Он видел здания небывалой вышины и прозрачные трубы над городом, в которых скользили прозрачные каплевидные поезда, обгонял диковинные автомобили, не похожие ни на что, спиралью взлетел чуть не к самому небу вокруг бетонной иглы неимоверной длины — верхняя часть вся была в каких-то железных прутьях, словно ерш для чистки ламповых стекол. На самой ее макушке, выше облаков, развевался красный флаг, а рядом с флагом летели двое на прозрачных крыльях — похоже, парень с девкой, — кувыркались в небе, смеялись и дурачились, ошалев от солнца, неба и любви… Потом все исчезло, стена комнаты вернулась на место, и постепенно Николай Тимофеевич осознал, что он по-прежнему сидит все в том же кабинете.

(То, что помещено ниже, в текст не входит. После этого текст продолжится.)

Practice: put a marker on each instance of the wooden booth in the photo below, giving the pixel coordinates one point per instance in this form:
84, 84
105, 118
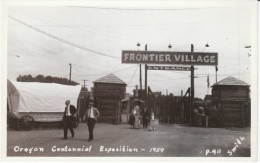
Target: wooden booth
232, 96
109, 92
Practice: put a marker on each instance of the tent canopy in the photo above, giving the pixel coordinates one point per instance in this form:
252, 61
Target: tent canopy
40, 97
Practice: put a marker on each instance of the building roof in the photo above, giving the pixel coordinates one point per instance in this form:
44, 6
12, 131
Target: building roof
111, 78
231, 81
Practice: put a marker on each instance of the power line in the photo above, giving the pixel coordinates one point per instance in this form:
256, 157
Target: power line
104, 73
143, 9
62, 40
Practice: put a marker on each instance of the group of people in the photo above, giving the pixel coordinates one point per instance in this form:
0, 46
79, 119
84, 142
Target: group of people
135, 116
90, 117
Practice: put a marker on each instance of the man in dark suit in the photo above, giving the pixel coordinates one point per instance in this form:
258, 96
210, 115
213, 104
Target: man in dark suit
91, 116
145, 117
68, 118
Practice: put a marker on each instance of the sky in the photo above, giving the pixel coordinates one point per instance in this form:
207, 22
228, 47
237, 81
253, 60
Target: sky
92, 38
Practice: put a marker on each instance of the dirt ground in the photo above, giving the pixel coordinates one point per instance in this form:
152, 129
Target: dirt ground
168, 140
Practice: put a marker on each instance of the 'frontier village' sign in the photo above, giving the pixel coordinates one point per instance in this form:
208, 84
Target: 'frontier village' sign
169, 68
163, 57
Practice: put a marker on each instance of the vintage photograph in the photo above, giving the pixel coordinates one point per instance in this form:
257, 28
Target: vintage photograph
164, 79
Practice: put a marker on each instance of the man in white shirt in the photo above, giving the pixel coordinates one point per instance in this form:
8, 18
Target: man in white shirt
91, 116
69, 112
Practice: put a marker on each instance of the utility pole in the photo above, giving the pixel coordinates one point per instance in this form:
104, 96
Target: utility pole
138, 45
216, 74
70, 73
192, 85
140, 76
84, 84
145, 76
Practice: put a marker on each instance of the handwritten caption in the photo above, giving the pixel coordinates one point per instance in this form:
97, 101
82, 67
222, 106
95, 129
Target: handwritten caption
218, 151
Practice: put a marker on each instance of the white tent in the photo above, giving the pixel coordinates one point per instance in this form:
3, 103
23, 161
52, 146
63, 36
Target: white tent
40, 97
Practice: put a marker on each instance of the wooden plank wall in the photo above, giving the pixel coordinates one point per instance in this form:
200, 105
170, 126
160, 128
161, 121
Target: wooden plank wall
109, 97
233, 100
171, 109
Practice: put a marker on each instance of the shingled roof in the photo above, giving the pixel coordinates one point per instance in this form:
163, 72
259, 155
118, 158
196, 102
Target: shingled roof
231, 81
111, 78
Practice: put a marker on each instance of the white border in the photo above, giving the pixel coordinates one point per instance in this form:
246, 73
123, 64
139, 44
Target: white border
129, 4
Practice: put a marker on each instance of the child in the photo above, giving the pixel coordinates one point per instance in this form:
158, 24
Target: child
152, 123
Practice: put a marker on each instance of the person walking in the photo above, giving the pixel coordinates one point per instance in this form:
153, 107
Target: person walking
145, 117
91, 116
68, 118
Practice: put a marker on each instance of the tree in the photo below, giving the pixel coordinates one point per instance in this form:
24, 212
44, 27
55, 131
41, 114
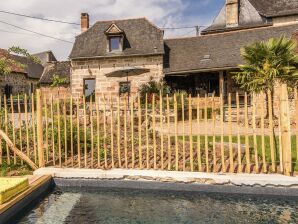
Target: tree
58, 81
7, 63
267, 63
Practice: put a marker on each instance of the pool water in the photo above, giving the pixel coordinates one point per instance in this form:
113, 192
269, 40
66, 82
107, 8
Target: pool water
133, 206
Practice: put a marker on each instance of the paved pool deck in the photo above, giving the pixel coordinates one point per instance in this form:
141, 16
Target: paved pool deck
248, 180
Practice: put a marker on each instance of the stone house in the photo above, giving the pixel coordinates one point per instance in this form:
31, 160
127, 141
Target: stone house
116, 57
122, 54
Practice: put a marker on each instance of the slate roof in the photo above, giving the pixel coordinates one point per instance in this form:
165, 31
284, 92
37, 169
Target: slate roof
45, 57
215, 51
275, 8
141, 38
254, 13
56, 68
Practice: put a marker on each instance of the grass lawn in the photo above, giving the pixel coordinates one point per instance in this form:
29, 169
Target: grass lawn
251, 144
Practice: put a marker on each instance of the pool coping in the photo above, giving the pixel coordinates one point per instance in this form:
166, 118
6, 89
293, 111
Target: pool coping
265, 184
39, 185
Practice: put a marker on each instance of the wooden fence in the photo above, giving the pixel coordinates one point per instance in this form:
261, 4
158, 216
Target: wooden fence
176, 132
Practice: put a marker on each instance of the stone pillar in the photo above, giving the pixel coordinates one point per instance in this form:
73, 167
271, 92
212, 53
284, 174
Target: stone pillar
232, 13
221, 82
84, 22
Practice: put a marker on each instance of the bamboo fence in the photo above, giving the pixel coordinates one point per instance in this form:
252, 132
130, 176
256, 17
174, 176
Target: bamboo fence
178, 132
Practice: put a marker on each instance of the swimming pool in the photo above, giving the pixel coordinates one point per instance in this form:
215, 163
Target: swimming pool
95, 205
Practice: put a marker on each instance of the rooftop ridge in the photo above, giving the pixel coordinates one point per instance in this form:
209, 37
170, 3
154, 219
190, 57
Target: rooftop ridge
232, 31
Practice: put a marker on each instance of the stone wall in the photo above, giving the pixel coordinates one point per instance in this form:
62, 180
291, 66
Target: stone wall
57, 92
20, 83
285, 20
98, 68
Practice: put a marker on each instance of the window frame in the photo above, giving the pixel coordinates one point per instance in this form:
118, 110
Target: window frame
84, 90
120, 38
129, 89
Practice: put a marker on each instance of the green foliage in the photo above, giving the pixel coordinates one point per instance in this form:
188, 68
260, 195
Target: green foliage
25, 53
153, 87
58, 81
7, 63
266, 63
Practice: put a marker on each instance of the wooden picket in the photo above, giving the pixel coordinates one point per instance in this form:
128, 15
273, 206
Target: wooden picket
156, 131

— Что это? — тихо спросил он после долгой паузы.
— Это Москва, сегодняшняя Москва, — ответили ему. — Это тот самый город, защищая который, и вы, и миллионы других людей шли на бой с фашизмом, шли на смерть и муки.
— Но ведь такое не сделать и за двадцать лет. Сколько же времени прошло? — еле слышно спросил Николай Тимофеевич, уже предугадывая ответ и страшась его. — Какой теперь год?
Они смотрели на него с жалостью и тревогой.
— Год вам ничего не скажет, — ответил Свет тихо, — у нас теперь другое летосчисление. А война закончилась пятьсот лет назад.